Para todas as análises, os dados foram analisados em R, com nível de significância fixado em 5%. As redes foram construídas com o pacote igraph (CSARDI; NEPUSZ, 2006) e bipartide (DORMANN; GRUBER; FRUEND et al., 2008).
2.5 Resultados
Foram identificados 25 grupos de pesquisa no Diretório de Grupos de Pesquisa do CNPq, distribuídos em quatro áreas: Botânica, Enfermagem, Medicina e Saúde Pública. Sete instituições tinham unidades afiliadas: Universidade Federal de Catalão, Goiás (UFCAT; 4,00%, 1 em 25 grupos); Universidade Federal de Goiás, Goiás (UFG; 4,00%, 1 em 25 grupos); Universidade Estadual de Campinas, São Paulo (UNICAMP; 4,00%, 1 em 25 grupos); Universidade Federal de São Paulo, São Paulo (UNIFESP; 4,00%, 1 em 25 grupos); Universidade Federal do Triângulo Mineiro, Minas Gerais (UFTM; 24,00%, 6 em 25 grupos); Universidade de São Paulo, São Paulo (USP; 32,00%, 8 em 25 grupos); e Universidade Federal de Uberlândia, UFU, Minas Gerais (28,00%, 7 em 25 grupos) (Tabela 1). Entre os docentes sem registro no diretório de pesquisa foram identificados três docentes ativos e cinco inativos (aposentados).

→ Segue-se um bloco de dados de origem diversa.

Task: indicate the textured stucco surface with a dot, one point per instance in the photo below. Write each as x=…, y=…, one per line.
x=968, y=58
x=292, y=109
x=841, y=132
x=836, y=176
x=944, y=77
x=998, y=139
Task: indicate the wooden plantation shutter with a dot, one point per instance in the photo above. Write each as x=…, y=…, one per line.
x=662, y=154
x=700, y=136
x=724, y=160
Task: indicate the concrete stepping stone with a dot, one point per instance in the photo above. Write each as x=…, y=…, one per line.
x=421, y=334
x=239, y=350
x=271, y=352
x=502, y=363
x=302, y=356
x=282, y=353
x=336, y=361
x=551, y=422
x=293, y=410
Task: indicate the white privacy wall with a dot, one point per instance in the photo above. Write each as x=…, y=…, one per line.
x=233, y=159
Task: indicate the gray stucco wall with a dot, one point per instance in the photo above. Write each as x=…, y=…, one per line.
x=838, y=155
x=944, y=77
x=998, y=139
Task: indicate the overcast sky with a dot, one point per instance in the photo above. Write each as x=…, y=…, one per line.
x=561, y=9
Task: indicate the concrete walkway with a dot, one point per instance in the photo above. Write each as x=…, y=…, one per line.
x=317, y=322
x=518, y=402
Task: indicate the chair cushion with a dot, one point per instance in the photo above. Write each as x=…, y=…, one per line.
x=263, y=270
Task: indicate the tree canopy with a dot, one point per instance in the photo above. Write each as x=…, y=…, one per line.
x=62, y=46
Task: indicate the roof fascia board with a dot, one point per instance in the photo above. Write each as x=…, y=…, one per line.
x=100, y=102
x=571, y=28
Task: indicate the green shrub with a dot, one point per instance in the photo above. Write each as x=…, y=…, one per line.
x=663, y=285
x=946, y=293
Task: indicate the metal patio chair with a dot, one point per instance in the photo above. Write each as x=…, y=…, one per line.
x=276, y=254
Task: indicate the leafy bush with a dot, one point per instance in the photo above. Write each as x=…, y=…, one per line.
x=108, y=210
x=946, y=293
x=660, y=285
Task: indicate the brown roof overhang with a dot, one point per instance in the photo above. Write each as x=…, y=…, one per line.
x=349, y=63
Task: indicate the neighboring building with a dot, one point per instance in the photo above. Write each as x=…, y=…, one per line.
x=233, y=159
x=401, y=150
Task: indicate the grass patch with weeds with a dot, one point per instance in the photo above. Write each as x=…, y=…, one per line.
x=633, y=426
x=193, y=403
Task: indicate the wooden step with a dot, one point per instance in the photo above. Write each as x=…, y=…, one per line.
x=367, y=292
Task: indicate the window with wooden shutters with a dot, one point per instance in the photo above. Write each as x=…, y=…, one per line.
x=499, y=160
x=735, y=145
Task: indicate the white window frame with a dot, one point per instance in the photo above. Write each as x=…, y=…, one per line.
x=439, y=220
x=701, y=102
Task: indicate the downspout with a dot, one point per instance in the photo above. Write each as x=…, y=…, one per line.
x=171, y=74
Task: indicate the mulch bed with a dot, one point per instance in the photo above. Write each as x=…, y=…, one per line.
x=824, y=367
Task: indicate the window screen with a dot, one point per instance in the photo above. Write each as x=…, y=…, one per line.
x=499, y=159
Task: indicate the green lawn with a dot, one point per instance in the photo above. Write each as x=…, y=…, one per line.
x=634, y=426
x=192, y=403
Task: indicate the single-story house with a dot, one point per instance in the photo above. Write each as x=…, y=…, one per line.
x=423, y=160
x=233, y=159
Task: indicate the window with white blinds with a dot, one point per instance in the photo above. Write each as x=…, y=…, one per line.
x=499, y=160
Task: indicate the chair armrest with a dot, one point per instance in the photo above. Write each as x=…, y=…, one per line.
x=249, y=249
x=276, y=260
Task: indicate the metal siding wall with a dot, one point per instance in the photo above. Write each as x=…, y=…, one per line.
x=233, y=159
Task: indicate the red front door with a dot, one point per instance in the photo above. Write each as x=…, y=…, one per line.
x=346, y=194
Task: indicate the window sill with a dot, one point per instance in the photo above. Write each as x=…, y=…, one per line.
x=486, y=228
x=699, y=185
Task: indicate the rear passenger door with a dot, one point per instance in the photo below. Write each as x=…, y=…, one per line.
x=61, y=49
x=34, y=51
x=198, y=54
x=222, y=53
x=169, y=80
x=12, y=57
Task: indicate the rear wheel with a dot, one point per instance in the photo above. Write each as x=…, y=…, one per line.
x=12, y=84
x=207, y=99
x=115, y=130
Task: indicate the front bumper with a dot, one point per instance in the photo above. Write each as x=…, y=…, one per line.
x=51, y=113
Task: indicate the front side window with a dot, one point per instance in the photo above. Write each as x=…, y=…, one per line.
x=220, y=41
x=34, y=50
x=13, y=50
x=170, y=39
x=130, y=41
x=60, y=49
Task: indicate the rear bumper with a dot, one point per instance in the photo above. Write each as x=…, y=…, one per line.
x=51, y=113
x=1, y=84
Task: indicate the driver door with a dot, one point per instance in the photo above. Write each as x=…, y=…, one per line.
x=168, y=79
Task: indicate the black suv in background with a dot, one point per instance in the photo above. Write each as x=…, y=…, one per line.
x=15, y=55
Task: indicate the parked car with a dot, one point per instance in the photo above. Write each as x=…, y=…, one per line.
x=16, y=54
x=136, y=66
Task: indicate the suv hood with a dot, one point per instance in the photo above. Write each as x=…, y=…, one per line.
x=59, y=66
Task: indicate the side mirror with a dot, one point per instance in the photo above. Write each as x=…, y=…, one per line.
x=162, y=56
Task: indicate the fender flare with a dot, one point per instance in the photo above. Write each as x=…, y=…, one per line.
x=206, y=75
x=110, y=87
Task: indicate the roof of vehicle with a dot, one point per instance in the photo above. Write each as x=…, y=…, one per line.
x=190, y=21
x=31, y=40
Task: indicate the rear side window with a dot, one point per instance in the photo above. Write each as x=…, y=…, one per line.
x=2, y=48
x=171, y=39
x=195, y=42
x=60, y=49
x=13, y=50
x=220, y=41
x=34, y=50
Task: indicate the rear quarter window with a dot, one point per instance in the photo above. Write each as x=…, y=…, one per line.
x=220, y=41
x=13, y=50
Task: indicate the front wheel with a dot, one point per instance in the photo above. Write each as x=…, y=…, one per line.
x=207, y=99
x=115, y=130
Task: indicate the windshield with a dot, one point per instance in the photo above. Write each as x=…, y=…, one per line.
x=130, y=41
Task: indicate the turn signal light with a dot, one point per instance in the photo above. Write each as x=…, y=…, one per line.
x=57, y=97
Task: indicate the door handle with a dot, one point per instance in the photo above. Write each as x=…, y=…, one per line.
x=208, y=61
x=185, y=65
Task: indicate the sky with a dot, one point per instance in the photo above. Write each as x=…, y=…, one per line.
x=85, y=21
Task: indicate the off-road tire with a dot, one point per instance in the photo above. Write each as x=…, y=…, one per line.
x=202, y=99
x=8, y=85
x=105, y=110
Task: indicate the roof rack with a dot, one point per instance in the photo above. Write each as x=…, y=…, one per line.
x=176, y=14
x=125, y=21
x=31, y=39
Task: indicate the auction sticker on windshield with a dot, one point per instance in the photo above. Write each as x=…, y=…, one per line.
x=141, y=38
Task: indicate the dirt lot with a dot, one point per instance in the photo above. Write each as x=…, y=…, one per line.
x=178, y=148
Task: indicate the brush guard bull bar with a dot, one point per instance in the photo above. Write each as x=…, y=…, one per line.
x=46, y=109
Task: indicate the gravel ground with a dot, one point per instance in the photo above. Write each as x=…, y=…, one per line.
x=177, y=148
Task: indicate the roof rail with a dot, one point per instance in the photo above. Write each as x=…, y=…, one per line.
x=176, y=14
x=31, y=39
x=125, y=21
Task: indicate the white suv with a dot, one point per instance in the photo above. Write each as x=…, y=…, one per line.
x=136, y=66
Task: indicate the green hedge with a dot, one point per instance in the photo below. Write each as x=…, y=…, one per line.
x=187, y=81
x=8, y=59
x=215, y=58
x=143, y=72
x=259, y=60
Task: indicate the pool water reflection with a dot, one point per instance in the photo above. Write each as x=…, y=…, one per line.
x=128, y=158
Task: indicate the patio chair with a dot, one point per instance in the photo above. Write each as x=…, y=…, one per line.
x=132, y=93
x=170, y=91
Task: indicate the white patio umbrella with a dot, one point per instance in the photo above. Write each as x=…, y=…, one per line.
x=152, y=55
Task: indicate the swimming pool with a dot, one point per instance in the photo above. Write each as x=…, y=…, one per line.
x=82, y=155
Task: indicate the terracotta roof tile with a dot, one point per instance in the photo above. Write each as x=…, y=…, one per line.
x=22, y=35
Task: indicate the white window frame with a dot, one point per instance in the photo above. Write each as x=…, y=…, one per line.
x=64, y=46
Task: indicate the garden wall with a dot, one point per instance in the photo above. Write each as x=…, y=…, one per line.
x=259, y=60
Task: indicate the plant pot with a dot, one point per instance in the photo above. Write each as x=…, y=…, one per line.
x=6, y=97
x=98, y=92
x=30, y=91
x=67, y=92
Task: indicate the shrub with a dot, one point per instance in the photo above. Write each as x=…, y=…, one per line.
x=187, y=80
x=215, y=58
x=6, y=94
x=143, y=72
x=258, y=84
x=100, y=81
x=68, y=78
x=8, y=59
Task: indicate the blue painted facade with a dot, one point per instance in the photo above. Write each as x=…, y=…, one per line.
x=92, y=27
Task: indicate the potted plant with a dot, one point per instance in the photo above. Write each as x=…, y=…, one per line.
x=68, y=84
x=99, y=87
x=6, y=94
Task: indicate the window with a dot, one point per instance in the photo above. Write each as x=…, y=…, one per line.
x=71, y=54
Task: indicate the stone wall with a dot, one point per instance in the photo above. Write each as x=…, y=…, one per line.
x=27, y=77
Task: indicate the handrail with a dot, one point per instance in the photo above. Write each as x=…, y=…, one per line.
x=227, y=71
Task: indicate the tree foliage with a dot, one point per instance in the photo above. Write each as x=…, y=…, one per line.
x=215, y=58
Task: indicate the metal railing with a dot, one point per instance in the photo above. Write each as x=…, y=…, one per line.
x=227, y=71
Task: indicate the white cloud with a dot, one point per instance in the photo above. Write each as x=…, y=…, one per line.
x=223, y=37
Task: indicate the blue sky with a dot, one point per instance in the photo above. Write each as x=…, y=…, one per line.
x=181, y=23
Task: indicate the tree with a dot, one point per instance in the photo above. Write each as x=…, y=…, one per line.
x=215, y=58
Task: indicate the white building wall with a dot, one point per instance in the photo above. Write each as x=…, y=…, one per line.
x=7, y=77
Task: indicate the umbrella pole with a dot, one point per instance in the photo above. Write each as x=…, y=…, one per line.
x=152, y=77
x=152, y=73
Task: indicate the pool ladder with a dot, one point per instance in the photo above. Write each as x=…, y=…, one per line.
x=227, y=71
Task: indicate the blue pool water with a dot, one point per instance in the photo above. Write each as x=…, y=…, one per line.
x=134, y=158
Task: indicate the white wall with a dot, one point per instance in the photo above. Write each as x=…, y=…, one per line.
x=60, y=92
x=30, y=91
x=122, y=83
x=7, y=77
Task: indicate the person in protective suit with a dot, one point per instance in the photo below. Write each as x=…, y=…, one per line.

Nome do grupo de pesquisa no CNPq | Área | Instituição1 | Código |
---|---|---|---|
Atenção Integral à Saúde da Criança e do Adolescente - AISCA | Enfermagem | UFU | G1 |
Botânica - UFU | Botânica | UFU | G2 |
Enfermagem e Saúde da mulher | Enfermagem | UFTM | G3 |
Espiritualidade e cardiologia: Abordagem interprofissional - UFCAT | Medicina | UFCAT | G4 |
Espiritualidade e cardiologia: Abordagem interprofissional - UFG | Medicina | UFG | G5 |
GIPHA – Grupo de pesquisa interdisciplinar em Hipertensão | Enfermagem | USP | G6 |
Grupo de estudos em reabilitação em pacientes oncológicos e cirúrgicos | Enfermagem | USP | G7 |
Grupo de Estudo sobre Prevenção do Uso Nocivo do Álcool e ou Drogas - GRUPAD | Enfermagem | USP | G8 |
Grupo de estudos e pesquisa em prática baseada em evidência e segurança do paciente no processo do cuidar | Enfermagem | UFTM | G9 |
Grupo de estudo e pesquisa no uso de recursos humanos em enfermagem | Enfermagem | USP | G10 |
Grupo de estudos sobre saúde mental na integralidade do cuidado - GESMIC | Saúde Pública | UFU | G11 |
Grupo de pesquisa em reabilitação e qualidade de vida | Enfermagem | USP | G12 |
Grupo de pesquisa em saúde cardiovascular | Enfermagem | UFU | G13 |
Grupo de pesquisa em saúde coletiva | Saúde Pública | UFTM | G14 |
Laboratório avançado em estudos sobre gênero e violência | Enfermagem | UFU | G15 |
Laboratório de estudos e pesquisa em prevenção e posvenção do suicídio (LEPS) | Enfermagem | USP | G16 |
Liga acadêmica de urgência e emergência em Enfermagem - LUREEN | Enfermagem | UFU | G17 |
Centro de estudos e pesquisa em epidemiologia e métodos quantitativos de saúde | Saúde Pública | UFTM | G18 |
Núcleo de Estudos de Prevenção e Controle de Infecção nos Serviços de Saúde (NEPECISS) | Enfermagem | USP | G19 |
Núcleo de estudos sobre distúrbios psiquiátricos: assistência e pesquisa - NUDPAS | Enfermagem | USP | G20 |
Centro de educação, enfermagem e saúde | Enfermagem | UFU | G21 |
Processos patológicos gerais e doenças infecciosas e parasíticas | Medicina | UFTM | G22 |
Saúde da mulher e do recém-nascido | Enfermagem | UNICAMP | G23 |
Segurança, Tecnologia e Cuidado (SEGTEC) - Grupo de pesquisas de enfermagem em segurança do paciente, cuidados intensivos pediátricos e terapia intravenosa e medicamentosa | Enfermagem | UNIFESP | G24 |
Saúde e vivência do adulto | Enfermagem | UFTM | G25 |
Fonte: Elaboração própria.
1Siglas das Instituições Federais.
Observou-se 51 cadastros de docentes de Enfermagem da UFU entre os grupos de pesquisa. Entre os cadastros na área de Enfermagem somente 12,50% (5 de 40 cadastros) são como estudantes, enquanto nas demais áreas são 18,18% (2 de 11 cadastros), sem diferenças entre os dois grupos (Test Exato de Fisher p = 0,635). Outras unidades que não a UFU possuem 33,33% dos registros (7 de 21 cadastros) categorizados como estudantes. Quando avaliados aqueles cadastros referentes somente à UFU, 100% dos registros (30 de 30 cadastros) são classificados como pesquisador.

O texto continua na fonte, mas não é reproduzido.